I have provided you with data about the 5,000 fastest growing companies in the US, as compiled by Inc. magazine. lets read this in:
inc <- read.csv("https://raw.githubusercontent.com/charleyferrari/CUNY_DATA_608/master/module1/Data/inc5000_data.csv", header= TRUE)

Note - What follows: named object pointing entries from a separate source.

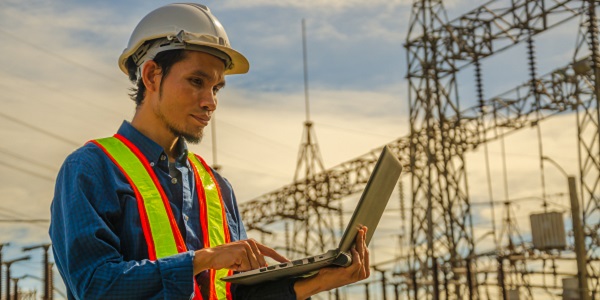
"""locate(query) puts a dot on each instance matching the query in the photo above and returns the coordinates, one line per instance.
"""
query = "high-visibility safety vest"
(160, 228)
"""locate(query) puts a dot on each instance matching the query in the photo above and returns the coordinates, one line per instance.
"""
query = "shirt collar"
(150, 148)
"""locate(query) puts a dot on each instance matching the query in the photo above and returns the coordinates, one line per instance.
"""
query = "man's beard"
(192, 139)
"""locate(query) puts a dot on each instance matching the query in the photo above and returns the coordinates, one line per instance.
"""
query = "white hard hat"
(181, 26)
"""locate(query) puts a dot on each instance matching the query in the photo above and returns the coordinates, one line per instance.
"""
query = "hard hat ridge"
(187, 26)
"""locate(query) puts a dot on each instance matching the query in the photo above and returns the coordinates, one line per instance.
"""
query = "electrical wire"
(28, 159)
(40, 130)
(29, 172)
(45, 51)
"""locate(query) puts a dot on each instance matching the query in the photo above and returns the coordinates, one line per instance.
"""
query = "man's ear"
(151, 75)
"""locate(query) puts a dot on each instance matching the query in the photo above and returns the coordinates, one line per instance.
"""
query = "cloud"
(325, 6)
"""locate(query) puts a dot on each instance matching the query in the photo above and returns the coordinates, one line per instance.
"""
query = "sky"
(61, 87)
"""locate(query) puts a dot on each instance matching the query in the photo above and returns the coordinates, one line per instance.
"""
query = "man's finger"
(270, 252)
(257, 253)
(251, 258)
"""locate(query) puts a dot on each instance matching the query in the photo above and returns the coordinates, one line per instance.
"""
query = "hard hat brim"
(239, 63)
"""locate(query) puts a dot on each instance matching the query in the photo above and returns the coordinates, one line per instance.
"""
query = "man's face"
(188, 94)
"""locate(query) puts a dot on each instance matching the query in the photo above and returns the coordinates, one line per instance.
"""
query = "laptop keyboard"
(297, 262)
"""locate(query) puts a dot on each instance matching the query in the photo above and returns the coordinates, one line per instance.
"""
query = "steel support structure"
(441, 132)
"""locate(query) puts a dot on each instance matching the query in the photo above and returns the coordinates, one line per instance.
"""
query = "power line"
(24, 220)
(27, 171)
(80, 100)
(369, 133)
(49, 53)
(28, 159)
(50, 134)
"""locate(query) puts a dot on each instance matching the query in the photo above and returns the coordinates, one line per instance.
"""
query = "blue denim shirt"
(98, 241)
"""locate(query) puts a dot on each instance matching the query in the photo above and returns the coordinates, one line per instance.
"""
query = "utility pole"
(2, 246)
(8, 264)
(580, 252)
(46, 268)
(16, 287)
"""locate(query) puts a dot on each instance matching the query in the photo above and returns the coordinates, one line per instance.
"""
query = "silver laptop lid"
(374, 198)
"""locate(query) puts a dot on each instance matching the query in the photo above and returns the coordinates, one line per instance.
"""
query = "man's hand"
(237, 256)
(330, 278)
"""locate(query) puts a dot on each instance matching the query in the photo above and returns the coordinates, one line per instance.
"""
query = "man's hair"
(165, 60)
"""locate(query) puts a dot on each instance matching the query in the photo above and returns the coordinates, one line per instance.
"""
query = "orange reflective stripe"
(212, 205)
(166, 239)
(160, 228)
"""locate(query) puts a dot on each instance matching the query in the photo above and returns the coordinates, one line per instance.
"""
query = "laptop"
(368, 212)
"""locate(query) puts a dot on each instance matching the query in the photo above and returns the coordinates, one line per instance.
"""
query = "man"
(136, 216)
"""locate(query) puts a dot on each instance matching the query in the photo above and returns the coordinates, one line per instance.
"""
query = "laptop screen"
(374, 198)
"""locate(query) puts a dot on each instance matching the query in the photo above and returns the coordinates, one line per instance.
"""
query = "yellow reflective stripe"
(216, 230)
(158, 219)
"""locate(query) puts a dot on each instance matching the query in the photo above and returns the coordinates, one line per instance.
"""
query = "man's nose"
(208, 101)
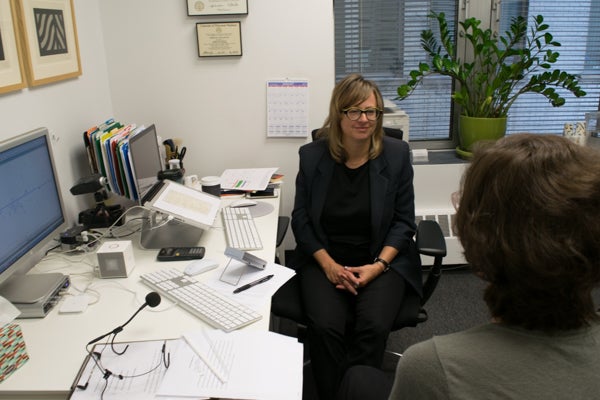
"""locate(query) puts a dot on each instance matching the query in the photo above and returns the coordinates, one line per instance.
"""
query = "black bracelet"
(386, 265)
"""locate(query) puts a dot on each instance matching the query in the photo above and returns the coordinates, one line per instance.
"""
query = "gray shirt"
(495, 361)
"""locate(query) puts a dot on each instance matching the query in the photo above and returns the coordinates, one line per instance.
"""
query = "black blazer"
(392, 205)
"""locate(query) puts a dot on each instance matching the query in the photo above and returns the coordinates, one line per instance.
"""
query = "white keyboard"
(240, 230)
(200, 299)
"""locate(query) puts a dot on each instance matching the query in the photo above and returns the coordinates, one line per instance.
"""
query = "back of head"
(528, 222)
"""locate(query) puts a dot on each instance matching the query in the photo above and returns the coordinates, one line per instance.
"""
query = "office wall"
(217, 106)
(66, 108)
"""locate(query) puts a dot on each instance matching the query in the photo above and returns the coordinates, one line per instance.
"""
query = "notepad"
(186, 204)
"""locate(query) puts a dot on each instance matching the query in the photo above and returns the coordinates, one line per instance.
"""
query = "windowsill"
(435, 157)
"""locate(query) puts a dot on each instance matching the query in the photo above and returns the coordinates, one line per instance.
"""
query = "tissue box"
(13, 353)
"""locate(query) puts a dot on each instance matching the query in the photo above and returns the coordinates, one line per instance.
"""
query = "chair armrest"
(430, 242)
(430, 239)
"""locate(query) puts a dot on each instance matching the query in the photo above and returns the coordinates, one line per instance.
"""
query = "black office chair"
(286, 302)
(391, 132)
(282, 224)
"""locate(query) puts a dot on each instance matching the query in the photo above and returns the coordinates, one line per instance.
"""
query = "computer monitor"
(32, 214)
(146, 162)
(145, 159)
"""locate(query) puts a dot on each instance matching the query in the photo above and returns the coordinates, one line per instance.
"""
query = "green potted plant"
(498, 71)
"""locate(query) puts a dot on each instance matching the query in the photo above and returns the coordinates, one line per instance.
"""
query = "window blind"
(381, 40)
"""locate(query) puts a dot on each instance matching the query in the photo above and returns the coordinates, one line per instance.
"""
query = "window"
(381, 40)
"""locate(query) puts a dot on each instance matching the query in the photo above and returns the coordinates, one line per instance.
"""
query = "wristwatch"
(386, 265)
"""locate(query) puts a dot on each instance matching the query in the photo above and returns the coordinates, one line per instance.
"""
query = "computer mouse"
(243, 203)
(200, 266)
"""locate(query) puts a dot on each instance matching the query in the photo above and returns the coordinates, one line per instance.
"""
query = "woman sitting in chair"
(353, 220)
(528, 221)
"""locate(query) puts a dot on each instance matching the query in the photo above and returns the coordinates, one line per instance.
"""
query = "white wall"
(66, 108)
(140, 65)
(217, 106)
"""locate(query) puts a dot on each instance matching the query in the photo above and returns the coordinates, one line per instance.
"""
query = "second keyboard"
(200, 299)
(240, 230)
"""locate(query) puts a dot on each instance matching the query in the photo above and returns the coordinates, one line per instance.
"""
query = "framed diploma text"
(217, 7)
(219, 39)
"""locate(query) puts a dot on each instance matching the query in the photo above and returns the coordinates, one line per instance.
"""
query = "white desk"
(56, 343)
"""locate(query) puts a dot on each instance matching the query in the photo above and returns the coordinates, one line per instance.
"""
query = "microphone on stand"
(152, 300)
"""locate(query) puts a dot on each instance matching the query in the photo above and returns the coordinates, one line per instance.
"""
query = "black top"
(346, 215)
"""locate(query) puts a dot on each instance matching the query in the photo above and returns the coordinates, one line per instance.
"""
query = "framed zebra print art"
(51, 51)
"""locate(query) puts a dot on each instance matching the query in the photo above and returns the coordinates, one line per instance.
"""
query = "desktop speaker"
(115, 259)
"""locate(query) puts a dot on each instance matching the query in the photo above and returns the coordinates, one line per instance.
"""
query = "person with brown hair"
(528, 218)
(353, 220)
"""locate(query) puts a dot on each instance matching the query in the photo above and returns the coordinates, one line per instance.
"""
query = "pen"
(182, 153)
(249, 285)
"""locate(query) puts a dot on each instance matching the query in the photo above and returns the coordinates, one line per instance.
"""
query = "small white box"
(115, 259)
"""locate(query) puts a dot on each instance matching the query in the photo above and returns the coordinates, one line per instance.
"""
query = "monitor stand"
(158, 233)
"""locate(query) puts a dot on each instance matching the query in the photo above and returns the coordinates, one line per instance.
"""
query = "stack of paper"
(242, 365)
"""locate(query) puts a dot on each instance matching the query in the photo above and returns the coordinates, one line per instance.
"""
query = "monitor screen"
(145, 159)
(31, 206)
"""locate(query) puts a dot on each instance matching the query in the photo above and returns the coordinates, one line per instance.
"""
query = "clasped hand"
(352, 278)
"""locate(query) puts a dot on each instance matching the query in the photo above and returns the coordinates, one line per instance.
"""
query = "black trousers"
(362, 382)
(344, 329)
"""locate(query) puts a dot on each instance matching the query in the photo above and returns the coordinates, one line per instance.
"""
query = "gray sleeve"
(419, 375)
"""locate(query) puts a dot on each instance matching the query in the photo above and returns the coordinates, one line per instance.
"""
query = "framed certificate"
(217, 7)
(12, 73)
(219, 39)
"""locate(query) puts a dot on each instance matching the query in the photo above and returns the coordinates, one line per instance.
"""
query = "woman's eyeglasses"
(354, 114)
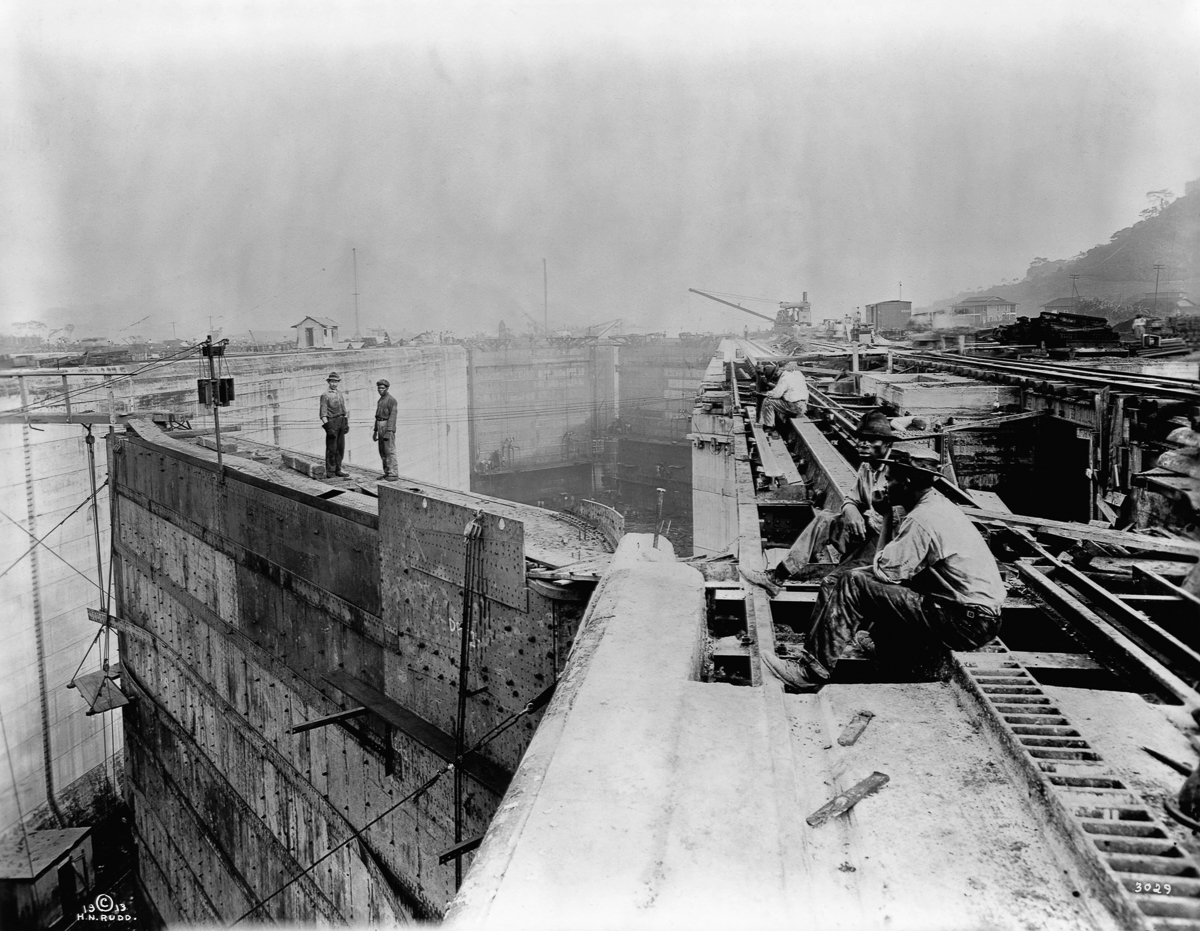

And lets preview this data:
head(inc)
## Rank Name Growth_Rate Revenue
## 1 1 Fuhu 421.48 1.179e+08
## 2 2 FederalConference.com 248.31 4.960e+07
## 3 3 The HCI Group 245.45 2.550e+07
## 4 4 Bridger 233.08 1.900e+09
## 5 5 DataXu 213.37 8.700e+07
## 6 6 MileStone Community Builders 179.38 4.570e+07
## Industry Employees City State
## 1 Consumer Products & Services 104 El Segundo CA
## 2 Government Services 51 Dumfries VA
## 3 Health 132 Jacksonville FL
## 4 Energy 50 Addison TX
## 5 Advertising & Marketing 220 Boston MA
## 6 Real Estate 63 Austin TX
summary(inc)
## Rank Name Growth_Rate Revenue
## Min. : 1 Length:5001 Min. : 0.340 Min. :2.000e+06
## 1st Qu.:1252 Class :character 1st Qu.: 0.770 1st Qu.:5.100e+06
## Median :2502 Mode :character Median : 1.420 Median :1.090e+07
## Mean :2502 Mean : 4.612 Mean :4.822e+07
## 3rd Qu.:3751 3rd Qu.: 3.290 3rd Qu.:2.860e+07
## Max. :5000 Max. :421.480 Max. :1.010e+10
##
## Industry Employees City State
## Length:5001 Min. : 1.0 Length:5001 Length:5001
## Class :character 1st Qu.: 25.0 Class :character Class :character
## Mode :character Median : 53.0 Mode :character Mode :character
## Mean : 232.7
## 3rd Qu.: 132.0
## Max. :66803.0
## NA's :12
Think a bit on what these summaries mean. Use the space below to add some more relevant non-visual exploratory information you think helps you understand this data:
Environmental Dependancies
library( dplyr )
library( kableExtra )
library( ggplot2 )
library( forcats )
library( scales )
# Insert your code here, create more chunks as necessary
# I find it helpful use dplyr's glimpse() function to view a dataframe
glimpse( inc )
## Rows: 5,001
## Columns: 8
## $ Rank <int> 1, 2, 3, 4, 5, 6, 7, 8, 9, 10, 11, 12, 13, 14, 15, 16, 17,…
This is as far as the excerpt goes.